Builder told to return money with 18% interest for incomplete flat
The National Consumer Disputes Redressal Commission (NCDRC) has ordered a leading realty development firm to refund, along with 18% interest, an amount paid by a buyer for a property booked in 2010 that is yet to be finished.Updated: May 17, 2016 09:27 IST
The National Consumer Disputes Redressal Commission (NCDRC) has ordered a leading realty development firm to refund, along with 18% interest, an amount paid by a buyer for a property booked in 2010 that is yet to be finished.

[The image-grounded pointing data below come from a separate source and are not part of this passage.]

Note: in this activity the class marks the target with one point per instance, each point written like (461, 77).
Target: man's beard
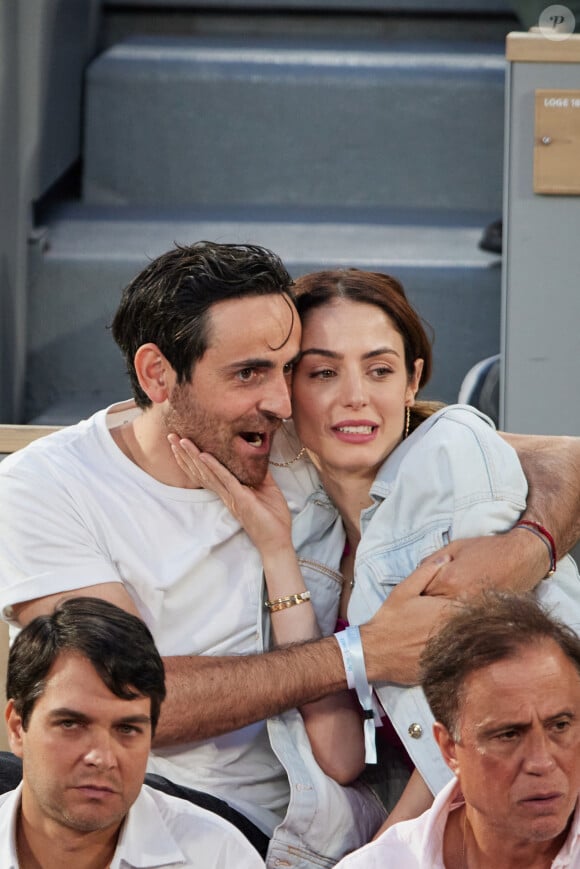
(211, 435)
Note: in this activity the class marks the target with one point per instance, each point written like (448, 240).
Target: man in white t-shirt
(503, 681)
(85, 686)
(210, 333)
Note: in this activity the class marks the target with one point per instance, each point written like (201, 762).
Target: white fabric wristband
(351, 648)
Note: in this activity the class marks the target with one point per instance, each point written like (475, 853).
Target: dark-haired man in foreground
(503, 681)
(210, 334)
(85, 687)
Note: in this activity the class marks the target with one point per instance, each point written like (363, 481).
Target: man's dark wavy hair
(118, 645)
(168, 303)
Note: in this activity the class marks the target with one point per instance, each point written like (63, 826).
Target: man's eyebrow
(499, 726)
(258, 362)
(332, 354)
(66, 712)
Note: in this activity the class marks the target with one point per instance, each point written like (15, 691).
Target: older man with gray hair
(503, 681)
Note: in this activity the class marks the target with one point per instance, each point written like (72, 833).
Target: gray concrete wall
(44, 48)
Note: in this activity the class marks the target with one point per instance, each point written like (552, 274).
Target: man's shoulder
(44, 450)
(193, 829)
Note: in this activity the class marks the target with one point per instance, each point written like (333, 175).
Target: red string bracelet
(545, 536)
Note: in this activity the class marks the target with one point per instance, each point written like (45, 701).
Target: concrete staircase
(359, 133)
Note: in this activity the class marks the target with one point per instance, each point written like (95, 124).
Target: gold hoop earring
(290, 462)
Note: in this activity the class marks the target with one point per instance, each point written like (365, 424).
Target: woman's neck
(350, 495)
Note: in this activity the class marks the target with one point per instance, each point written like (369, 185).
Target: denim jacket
(324, 820)
(453, 477)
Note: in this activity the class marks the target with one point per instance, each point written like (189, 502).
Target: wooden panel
(534, 47)
(557, 142)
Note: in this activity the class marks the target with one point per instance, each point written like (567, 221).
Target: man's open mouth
(254, 438)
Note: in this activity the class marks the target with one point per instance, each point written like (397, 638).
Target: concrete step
(355, 6)
(238, 122)
(86, 255)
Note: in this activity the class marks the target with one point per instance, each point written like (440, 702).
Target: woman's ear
(155, 374)
(414, 381)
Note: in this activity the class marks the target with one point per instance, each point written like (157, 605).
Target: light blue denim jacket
(324, 820)
(453, 477)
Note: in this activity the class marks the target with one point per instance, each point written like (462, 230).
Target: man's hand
(515, 561)
(261, 510)
(395, 636)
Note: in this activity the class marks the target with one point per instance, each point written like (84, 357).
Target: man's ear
(447, 746)
(14, 728)
(155, 374)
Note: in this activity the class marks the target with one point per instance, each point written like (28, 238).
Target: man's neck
(469, 845)
(143, 440)
(56, 846)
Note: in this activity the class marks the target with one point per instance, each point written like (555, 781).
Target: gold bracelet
(283, 603)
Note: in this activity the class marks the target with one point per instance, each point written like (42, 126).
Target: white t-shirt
(103, 519)
(159, 832)
(418, 844)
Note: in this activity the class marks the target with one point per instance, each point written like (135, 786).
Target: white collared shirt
(159, 831)
(418, 843)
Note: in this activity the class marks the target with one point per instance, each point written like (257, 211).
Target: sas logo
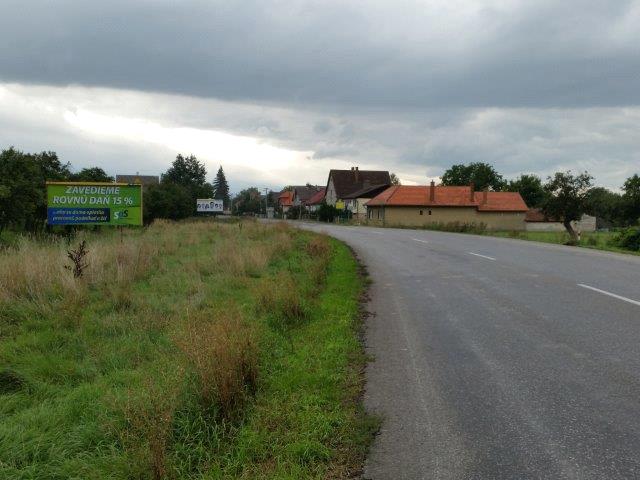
(122, 214)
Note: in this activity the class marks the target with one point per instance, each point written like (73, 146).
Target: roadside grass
(188, 350)
(595, 240)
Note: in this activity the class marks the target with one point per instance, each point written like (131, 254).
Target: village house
(303, 193)
(313, 203)
(342, 184)
(416, 206)
(356, 201)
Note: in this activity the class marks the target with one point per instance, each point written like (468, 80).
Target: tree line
(23, 196)
(564, 196)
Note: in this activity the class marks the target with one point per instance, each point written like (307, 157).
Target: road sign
(90, 203)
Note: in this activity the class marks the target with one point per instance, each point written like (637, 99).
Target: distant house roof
(317, 198)
(138, 179)
(367, 192)
(305, 192)
(285, 199)
(421, 196)
(347, 182)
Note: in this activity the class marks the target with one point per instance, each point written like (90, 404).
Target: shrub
(629, 238)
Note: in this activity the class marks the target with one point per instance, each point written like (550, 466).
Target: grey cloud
(400, 55)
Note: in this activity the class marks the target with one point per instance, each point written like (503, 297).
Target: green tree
(566, 198)
(631, 196)
(530, 189)
(221, 187)
(91, 174)
(21, 189)
(186, 171)
(248, 200)
(168, 200)
(481, 174)
(190, 173)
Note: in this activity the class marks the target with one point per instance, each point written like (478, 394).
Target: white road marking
(483, 256)
(604, 292)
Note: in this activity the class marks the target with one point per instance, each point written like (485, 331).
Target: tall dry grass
(222, 352)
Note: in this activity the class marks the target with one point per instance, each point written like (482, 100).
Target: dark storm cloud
(400, 55)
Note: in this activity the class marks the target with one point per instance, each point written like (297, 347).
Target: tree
(631, 196)
(248, 201)
(221, 187)
(327, 213)
(481, 174)
(566, 199)
(168, 200)
(189, 173)
(92, 174)
(530, 189)
(21, 188)
(186, 171)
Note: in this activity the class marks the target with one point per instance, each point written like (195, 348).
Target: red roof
(536, 215)
(317, 197)
(419, 196)
(285, 199)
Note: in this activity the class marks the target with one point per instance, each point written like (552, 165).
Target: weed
(222, 352)
(78, 259)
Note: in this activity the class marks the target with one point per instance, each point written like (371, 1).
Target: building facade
(421, 206)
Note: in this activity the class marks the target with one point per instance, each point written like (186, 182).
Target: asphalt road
(499, 359)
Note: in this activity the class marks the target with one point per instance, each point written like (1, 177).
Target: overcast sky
(279, 92)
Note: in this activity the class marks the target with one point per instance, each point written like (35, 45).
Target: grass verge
(190, 350)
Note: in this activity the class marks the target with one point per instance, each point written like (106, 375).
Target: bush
(326, 213)
(629, 238)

The top consumer forum’s order came on a petition filed by Delhi-based Aditya Laroria who had bought a flat in the Parsvnath Developers Limited’s Greater Noida project Parsvnath Privilege in October 2010, but had to date not been given possession of the residential unit that he booked.
Laroria had paid R42.37 lakh for the flat.

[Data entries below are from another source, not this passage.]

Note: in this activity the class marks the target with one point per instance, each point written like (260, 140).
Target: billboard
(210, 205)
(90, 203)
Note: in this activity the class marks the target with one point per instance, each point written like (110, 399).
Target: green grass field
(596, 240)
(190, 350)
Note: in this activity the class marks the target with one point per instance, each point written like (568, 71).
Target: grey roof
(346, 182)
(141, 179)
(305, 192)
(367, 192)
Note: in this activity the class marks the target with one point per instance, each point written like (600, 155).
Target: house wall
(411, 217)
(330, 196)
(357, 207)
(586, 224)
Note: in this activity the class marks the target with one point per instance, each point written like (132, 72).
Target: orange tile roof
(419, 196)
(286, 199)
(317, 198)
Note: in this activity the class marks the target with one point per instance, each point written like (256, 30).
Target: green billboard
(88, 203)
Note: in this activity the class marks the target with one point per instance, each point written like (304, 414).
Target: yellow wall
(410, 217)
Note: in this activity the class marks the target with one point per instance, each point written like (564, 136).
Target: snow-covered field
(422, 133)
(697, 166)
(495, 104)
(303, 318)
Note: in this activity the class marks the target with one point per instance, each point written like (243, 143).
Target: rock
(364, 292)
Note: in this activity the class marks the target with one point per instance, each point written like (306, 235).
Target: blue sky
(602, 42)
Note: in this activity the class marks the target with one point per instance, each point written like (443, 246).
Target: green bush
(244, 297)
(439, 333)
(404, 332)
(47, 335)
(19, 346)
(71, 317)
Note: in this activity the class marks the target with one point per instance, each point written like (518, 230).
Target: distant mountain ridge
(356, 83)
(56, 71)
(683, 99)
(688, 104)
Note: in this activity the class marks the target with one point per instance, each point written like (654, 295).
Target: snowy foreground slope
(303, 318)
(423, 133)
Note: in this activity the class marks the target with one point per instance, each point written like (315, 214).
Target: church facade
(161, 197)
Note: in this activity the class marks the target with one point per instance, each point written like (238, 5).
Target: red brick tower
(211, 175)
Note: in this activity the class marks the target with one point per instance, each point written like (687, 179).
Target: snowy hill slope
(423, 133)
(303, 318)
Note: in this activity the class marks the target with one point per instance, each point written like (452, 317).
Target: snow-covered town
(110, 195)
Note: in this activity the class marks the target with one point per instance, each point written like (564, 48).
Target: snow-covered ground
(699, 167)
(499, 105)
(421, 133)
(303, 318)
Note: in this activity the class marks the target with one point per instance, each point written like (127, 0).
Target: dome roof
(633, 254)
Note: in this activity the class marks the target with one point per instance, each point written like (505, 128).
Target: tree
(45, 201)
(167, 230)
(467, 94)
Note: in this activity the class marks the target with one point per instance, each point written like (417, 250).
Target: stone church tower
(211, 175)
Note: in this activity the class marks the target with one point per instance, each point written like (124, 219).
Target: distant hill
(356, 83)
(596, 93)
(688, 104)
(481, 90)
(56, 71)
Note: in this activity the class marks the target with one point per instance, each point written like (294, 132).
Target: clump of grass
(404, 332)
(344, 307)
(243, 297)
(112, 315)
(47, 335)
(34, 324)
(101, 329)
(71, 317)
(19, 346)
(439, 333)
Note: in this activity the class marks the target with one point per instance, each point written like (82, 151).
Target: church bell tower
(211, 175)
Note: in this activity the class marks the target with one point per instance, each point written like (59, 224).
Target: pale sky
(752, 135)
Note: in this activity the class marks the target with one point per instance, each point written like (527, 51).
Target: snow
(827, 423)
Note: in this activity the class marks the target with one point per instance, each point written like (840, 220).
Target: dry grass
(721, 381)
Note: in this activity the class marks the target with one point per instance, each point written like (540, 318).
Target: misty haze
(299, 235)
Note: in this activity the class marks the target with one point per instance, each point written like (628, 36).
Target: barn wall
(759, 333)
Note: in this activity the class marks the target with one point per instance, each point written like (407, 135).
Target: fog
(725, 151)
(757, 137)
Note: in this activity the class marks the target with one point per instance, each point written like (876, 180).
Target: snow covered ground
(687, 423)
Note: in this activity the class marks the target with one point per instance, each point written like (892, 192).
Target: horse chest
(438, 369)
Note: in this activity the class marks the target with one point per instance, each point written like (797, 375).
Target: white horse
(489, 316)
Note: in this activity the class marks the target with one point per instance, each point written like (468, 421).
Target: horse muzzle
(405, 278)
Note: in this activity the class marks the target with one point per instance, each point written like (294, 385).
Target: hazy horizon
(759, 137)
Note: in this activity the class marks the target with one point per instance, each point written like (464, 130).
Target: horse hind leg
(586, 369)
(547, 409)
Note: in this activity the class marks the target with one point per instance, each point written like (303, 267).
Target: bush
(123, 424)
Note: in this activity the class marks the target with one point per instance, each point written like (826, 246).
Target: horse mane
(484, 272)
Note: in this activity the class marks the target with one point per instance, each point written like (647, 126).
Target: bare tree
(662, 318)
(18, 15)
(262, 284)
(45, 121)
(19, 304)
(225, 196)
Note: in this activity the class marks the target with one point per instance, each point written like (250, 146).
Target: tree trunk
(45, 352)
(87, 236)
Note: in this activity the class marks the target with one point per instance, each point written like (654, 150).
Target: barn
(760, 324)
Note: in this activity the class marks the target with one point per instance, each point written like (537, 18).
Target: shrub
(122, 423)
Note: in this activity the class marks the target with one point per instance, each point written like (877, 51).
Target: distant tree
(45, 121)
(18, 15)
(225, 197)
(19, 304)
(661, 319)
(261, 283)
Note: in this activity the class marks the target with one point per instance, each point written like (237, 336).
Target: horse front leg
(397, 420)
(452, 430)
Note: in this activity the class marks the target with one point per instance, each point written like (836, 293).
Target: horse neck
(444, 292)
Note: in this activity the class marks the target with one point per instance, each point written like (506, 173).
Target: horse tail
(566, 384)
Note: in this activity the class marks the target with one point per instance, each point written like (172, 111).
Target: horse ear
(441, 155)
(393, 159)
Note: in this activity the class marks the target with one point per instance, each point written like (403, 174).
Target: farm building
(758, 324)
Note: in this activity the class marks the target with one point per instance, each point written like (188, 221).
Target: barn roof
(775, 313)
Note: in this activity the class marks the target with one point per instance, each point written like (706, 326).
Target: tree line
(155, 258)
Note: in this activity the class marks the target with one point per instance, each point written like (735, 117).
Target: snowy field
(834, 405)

The firm “could not complete the projects in which the residential flats were booked by the complainant, either within the agreed time of thirty-six months or even within a reasonable time thereafter, and even today the project is nowhere near completion, the complainant is entirely justified in seeking refund of the amount, which he had paid to the opposite party,” said NCDRC presiding member Justice VK Jain.

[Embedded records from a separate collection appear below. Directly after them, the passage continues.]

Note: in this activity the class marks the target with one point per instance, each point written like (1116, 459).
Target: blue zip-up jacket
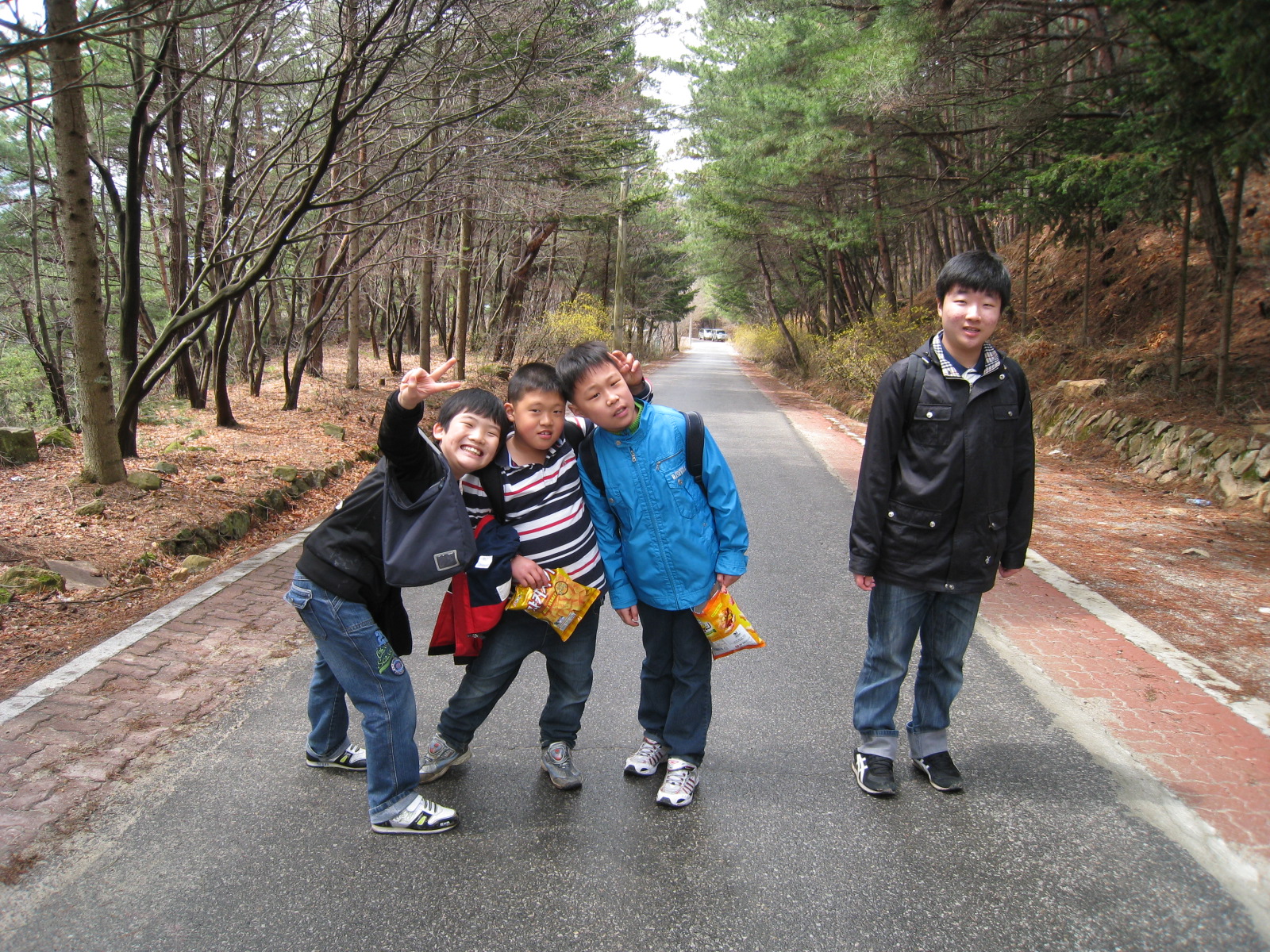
(660, 541)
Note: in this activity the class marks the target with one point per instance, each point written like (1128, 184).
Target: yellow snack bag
(562, 603)
(727, 626)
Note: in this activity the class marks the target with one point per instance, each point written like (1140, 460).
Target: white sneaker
(419, 816)
(645, 761)
(681, 781)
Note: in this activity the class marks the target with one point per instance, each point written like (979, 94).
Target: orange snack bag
(727, 626)
(562, 603)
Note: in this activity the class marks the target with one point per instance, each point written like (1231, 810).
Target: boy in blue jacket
(666, 547)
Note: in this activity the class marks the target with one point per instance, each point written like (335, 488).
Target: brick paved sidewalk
(59, 757)
(1210, 758)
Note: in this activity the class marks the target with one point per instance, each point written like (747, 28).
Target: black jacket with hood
(344, 554)
(945, 493)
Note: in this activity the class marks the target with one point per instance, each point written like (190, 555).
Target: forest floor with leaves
(38, 505)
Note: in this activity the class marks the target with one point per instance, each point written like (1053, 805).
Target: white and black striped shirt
(545, 505)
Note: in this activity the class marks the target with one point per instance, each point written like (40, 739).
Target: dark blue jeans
(675, 702)
(488, 677)
(897, 617)
(355, 659)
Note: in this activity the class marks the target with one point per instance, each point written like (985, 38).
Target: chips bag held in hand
(727, 626)
(562, 603)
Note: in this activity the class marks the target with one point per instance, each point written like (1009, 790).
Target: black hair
(975, 271)
(578, 362)
(480, 403)
(533, 376)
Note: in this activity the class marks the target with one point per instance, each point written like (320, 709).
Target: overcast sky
(673, 88)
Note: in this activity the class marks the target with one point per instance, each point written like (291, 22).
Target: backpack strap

The firm — which has property development projects in 42 cities aross India, was also told to pay 18% interest on the original amount to Laroria in order to compensate him for the five year delay, during which he could have presumably found another home.
During the hearing, the realty company represented by advocates Minakshi Jodhi and Rahul Malhotra contended that Laroria was not entitled to claim interest as it went against a clause in the Flat-Buyer Agreement.
However the NCDRC said that “the aforesaid clause, in our opinion would not apply to a case where the buyer, on account of the delay on the part of the seller in constructing the flat, is no more interested in the flat subject matter of the agreement and wants to take refund of the amount, which he had paid to the seller.”
The top consumer court said, “In any case, such a clause, where the seller, in case of default on the part of the buyer, seeks to recover interest from him at the rate of 24% per annum will amount to an unfair trade practice since it gives an unfair advantage to the seller over the buyer.”